Engaged citizenship gains deeper meaning on campus
By Michelle Hite ('88)
JMU Phi Beta Kappa Chapter President Charles Blake (right) welcomes student inductees. "While your undergraduate careers may be drawing to a close, I hope and trust that we have convinced you that the Phi Beta Kappa Society thrives when all of us apply its principles of friendship, morality and life-long learning in our everyday lives. Please know that you are always welcome in our chapter and at JMU."
The term "honor society" does not adequately summarize the essential nature and purpose of the Phi Beta Kappa Society, according to Charles H. Blake, Phi Beta Kappan and president of the newly installed Xi of Virginia chapter of the Phi Beta Kappa Society.
"Phi Beta Kappa exists to inspire people to pursue the goal of living in a reflective and considerate manner. To prepare citizens to achieve this goal, the society recommends a dedication to lifelong learning in the traditional arts and sciences.
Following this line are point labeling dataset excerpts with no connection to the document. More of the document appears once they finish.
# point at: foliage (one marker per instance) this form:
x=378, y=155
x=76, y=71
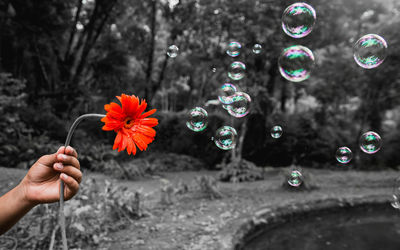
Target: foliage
x=95, y=212
x=240, y=171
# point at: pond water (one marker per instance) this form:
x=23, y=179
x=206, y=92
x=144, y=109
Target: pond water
x=372, y=228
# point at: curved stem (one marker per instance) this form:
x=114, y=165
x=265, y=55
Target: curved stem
x=67, y=141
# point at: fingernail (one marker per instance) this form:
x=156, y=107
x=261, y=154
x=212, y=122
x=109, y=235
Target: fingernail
x=62, y=156
x=58, y=166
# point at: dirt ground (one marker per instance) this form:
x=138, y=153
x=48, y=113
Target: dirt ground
x=193, y=221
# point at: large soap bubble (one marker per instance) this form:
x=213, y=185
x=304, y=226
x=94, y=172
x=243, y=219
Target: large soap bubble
x=370, y=51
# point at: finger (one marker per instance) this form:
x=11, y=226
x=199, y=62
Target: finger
x=72, y=186
x=69, y=170
x=71, y=151
x=68, y=160
x=48, y=160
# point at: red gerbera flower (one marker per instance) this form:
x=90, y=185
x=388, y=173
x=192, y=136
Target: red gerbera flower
x=133, y=128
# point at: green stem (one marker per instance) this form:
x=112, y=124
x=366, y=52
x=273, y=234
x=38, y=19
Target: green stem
x=67, y=142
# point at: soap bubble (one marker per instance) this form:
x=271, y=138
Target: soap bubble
x=226, y=92
x=225, y=138
x=197, y=119
x=257, y=48
x=233, y=49
x=296, y=63
x=240, y=105
x=172, y=51
x=396, y=194
x=237, y=71
x=276, y=132
x=298, y=20
x=344, y=155
x=295, y=178
x=370, y=51
x=370, y=142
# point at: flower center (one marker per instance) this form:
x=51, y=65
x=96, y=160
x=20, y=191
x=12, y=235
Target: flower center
x=128, y=123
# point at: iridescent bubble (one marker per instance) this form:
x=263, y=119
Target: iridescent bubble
x=226, y=92
x=370, y=142
x=296, y=63
x=197, y=119
x=298, y=20
x=295, y=178
x=257, y=48
x=276, y=131
x=370, y=51
x=233, y=49
x=172, y=51
x=237, y=71
x=225, y=138
x=344, y=155
x=396, y=194
x=240, y=105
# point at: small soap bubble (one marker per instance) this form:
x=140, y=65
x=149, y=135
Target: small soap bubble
x=197, y=119
x=296, y=63
x=233, y=49
x=172, y=51
x=276, y=131
x=396, y=194
x=370, y=142
x=225, y=138
x=298, y=20
x=295, y=178
x=237, y=71
x=240, y=105
x=370, y=51
x=257, y=48
x=344, y=155
x=226, y=92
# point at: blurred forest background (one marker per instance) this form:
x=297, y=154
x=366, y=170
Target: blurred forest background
x=60, y=59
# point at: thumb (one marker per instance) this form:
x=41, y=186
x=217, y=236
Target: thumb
x=49, y=160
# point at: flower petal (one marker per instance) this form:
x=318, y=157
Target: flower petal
x=145, y=130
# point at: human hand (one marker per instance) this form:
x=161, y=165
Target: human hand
x=42, y=182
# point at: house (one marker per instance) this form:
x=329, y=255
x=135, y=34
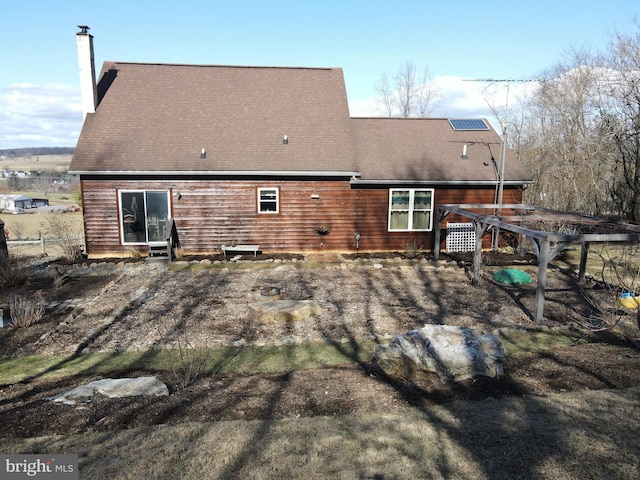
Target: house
x=14, y=203
x=267, y=156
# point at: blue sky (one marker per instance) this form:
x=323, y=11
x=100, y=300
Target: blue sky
x=467, y=39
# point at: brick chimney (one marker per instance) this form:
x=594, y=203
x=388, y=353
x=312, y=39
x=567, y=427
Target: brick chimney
x=87, y=66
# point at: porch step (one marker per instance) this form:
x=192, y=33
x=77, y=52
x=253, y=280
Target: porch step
x=159, y=251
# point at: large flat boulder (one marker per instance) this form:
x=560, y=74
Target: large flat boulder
x=441, y=352
x=113, y=388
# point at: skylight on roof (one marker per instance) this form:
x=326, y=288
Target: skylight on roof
x=468, y=124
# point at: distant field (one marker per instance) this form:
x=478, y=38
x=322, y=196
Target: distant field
x=37, y=162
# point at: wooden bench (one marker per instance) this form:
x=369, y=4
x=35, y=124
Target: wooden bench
x=240, y=248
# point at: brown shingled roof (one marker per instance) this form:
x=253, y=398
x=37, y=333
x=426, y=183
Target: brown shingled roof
x=158, y=117
x=429, y=149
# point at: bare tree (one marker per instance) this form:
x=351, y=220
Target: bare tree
x=561, y=140
x=408, y=93
x=620, y=106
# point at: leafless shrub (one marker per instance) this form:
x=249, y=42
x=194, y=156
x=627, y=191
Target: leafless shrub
x=18, y=228
x=620, y=274
x=13, y=274
x=413, y=249
x=66, y=235
x=26, y=311
x=191, y=359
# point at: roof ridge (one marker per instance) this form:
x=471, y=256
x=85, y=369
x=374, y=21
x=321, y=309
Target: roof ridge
x=196, y=65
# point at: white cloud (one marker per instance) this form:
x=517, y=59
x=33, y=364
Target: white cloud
x=39, y=115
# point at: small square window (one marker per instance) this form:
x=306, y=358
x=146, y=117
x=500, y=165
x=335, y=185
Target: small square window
x=268, y=200
x=410, y=210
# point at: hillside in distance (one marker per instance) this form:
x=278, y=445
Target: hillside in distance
x=26, y=152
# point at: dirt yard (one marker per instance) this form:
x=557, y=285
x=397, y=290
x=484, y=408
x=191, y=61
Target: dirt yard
x=136, y=306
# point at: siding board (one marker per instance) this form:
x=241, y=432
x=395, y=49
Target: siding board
x=211, y=212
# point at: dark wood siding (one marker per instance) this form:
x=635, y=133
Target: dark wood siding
x=211, y=212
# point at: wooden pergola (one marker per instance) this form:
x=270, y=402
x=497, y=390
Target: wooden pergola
x=550, y=232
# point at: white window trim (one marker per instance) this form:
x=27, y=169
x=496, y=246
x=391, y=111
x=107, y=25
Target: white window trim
x=277, y=190
x=411, y=210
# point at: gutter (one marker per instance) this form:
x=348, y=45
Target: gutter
x=355, y=181
x=217, y=173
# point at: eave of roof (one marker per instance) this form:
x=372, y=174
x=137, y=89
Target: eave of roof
x=441, y=182
x=219, y=173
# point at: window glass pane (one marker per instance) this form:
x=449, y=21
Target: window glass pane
x=157, y=215
x=399, y=200
x=421, y=220
x=422, y=200
x=399, y=221
x=268, y=200
x=133, y=218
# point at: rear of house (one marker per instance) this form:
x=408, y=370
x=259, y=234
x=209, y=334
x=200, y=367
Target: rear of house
x=267, y=156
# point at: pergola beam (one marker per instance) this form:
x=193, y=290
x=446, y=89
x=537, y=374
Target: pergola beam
x=490, y=216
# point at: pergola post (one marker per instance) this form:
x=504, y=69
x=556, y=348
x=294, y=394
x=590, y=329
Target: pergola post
x=436, y=240
x=584, y=252
x=544, y=248
x=477, y=254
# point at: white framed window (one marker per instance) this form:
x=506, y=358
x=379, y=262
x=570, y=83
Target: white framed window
x=268, y=200
x=144, y=215
x=410, y=209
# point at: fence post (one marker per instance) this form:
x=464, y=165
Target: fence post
x=4, y=249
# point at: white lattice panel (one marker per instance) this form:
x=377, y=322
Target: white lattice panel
x=461, y=237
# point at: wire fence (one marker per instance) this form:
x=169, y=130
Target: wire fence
x=40, y=245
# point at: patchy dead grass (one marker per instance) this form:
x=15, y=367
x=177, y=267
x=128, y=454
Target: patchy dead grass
x=561, y=436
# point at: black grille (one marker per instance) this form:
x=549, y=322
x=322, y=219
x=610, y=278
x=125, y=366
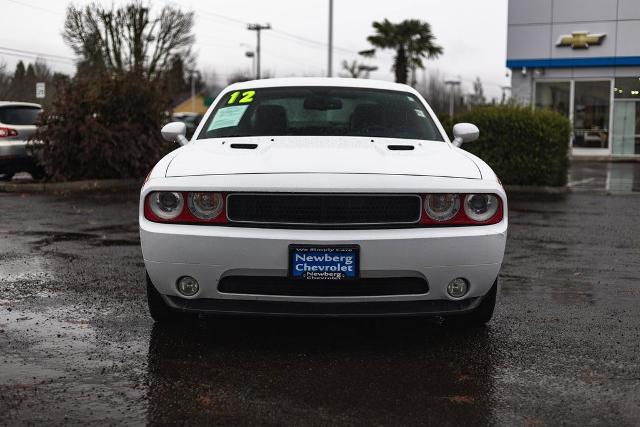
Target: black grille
x=324, y=209
x=277, y=285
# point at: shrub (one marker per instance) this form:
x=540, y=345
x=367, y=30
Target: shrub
x=104, y=128
x=523, y=146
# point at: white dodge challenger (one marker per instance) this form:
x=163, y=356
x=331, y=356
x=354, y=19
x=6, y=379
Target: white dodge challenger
x=322, y=197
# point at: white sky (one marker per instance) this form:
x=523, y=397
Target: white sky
x=472, y=33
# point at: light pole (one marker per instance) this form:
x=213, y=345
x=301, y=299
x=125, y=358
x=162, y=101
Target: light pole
x=251, y=54
x=330, y=43
x=452, y=84
x=504, y=93
x=258, y=28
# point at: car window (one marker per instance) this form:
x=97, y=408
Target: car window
x=19, y=115
x=320, y=111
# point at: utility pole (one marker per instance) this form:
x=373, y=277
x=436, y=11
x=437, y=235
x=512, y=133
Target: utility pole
x=257, y=28
x=452, y=85
x=330, y=44
x=193, y=92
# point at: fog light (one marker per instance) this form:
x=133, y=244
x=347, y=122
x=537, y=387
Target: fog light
x=188, y=286
x=458, y=287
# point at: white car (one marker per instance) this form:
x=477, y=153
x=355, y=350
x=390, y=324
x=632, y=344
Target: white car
x=17, y=124
x=322, y=197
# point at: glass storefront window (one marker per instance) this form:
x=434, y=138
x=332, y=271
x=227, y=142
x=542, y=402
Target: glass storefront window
x=627, y=87
x=626, y=116
x=591, y=114
x=626, y=127
x=554, y=96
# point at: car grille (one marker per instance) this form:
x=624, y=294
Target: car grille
x=278, y=285
x=324, y=210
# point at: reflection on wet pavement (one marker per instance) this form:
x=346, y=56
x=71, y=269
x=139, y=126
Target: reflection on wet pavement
x=77, y=345
x=615, y=177
x=319, y=372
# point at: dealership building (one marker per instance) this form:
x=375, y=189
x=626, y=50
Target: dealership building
x=580, y=58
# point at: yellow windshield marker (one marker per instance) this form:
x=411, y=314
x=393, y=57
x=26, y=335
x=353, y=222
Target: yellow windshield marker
x=247, y=97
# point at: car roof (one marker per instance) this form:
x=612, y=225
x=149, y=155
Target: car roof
x=321, y=81
x=19, y=104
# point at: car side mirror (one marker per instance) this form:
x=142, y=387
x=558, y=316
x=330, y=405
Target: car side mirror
x=175, y=132
x=464, y=132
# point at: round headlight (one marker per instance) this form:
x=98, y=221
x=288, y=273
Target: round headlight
x=480, y=207
x=166, y=204
x=205, y=205
x=441, y=207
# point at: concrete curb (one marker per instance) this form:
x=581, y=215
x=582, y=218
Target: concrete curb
x=71, y=186
x=134, y=184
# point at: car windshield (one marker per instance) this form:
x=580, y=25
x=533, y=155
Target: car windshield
x=320, y=111
x=19, y=115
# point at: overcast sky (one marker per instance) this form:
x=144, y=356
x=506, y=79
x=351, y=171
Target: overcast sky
x=472, y=33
Placing importance on engaged citizenship is not a new concept at JMU. It's part of the Be the Change atmosphere on campus and part of the JMU mission statement: 'We are a community committed to preparing students to be educated and enlightened citizens who lead productive and meaningful lives,'" adds Blake, chair of the JMU Department of Political Science.
Blake was elected president of JMU's chapter of Phi Beta Kappa on March 17 during the chapter installation ceremony featuring John Churchill, national secretary of the Phi Beta Kappa Society.
JMU Provost and Phi Beta Kappan Douglas Brown (center with JMU President Linwood H. Rose) watches what might be his most prestigious achievement, the installation of the Xi of Virginia Chapter of the Phi Beta Kappa Society.
JMU joins fewer than 300 Phi Beta Kappa chapters nationwide. The oldest, and widely held as the most prestigious, academic honor society in the United States, Phi Beta Kappa has invited fewer than 10 percent of American institutions into the society. JMU Provost and Vice President for Academic Affairs Douglas Brown, also a Phi Beta Kappan, says, "If you look at landmark events in the university's history, this is one of them."
Dean of JMU University Studies and Phi Beta Kappa officer Linda Cabe Halpern agrees. "While the chief beneficiaries are our students, having a chapter is also a wonderful validation of the quality of our faculty and academic programs."
The first class of members inducted into JMU's chapter include 136 students, who join 74 charter faculty members.